# Kaggle Example: Store Item Demand Forecasting Challenge

Following this example notebook you'll see how easy you can boost your ML tasks with Upgini. We will enrich a dataset with relevant features and build a better model upon them.

If you haven't got our library yet, you can install it now. Also, you can install CatBoost for the last part of this demonstartion.

In [1]:
%pip install -Uq upgini catboost

Note: you may need to restart the kernel to use updated packages.


## Prepare the input data

For this demo we will use the train dataset from [Store Item Demand Forecasting Challenge](https://www.kaggle.com/c/demand-forecasting-kernels-only).

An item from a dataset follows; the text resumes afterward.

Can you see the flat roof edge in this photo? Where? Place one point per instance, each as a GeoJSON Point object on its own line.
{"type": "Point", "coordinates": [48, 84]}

You can download it from [here](https://www.kaggle.com/c/demand-forecasting-kernels-only/data?select=train.csv) or get from [our repo](https://github.com/upgini/upgini/raw/main/notebooks/train.csv.zip).

To speed up the search let's take a random sample.

In [2]:
from os.path import exists
import pandas as pd

df_path = "train.csv.zip" if exists("train.csv.zip") else "https://github.com/upgini/upgini/raw/main/notebooks/train.csv.zip"
df = pd.read_csv(df_path)
df = df.sample(n=7_000, random_state=0)
df["store"] = df["store"].astype(str)
df["item"] = df["item"].astype(str)
df["date"] = pd.to_datetime(df["date"])
df.head()

Unnamed: 0,date,store,item,sales
335813,2017-07-14,4,19,56
630838,2015-05-19,6,35,45
365685,2014-05-01,1,21,48
322781,2016-11-06,7,18,85
151590,2013-02-02,4,9,46


This dataset contains 5 years of records from 2013 to 2017. Let's split it into the train (2013–2016) and the evaluation (2017) parts.

In [3]:
train = df[df["date"] < "2017-01-01"]
test = df[df["date"] >= "2017-01-01"]

Let's also separate features from targets for future use.

In [4]:
train_features = train.drop(columns=["sales"])
train_target = train["sales"]
test_features = test.drop(columns=["sales"])
test_target = test["sales"]

## Search relevant features with FeaturesEnricher

Next, we will use FeaturesEnricher on the train dataset to find features best suited for this particular target prediction. To do this we need to specify the column containing dates and provide the target to predict. Also, we can specify any number of additional datasets to evaluate the features. We will use our test dataset later to get the evaluation metrics.

In [5]:
from upgini import FeaturesEnricher, SearchKey
from upgini.metadata import CVType

enricher = FeaturesEnricher(
    search_keys={"date": SearchKey.DATE},
    keep_input=True,
    cv=CVType.time_series
)
enricher.fit(train_features, train_target, eval_set=[(test_features, test_target)])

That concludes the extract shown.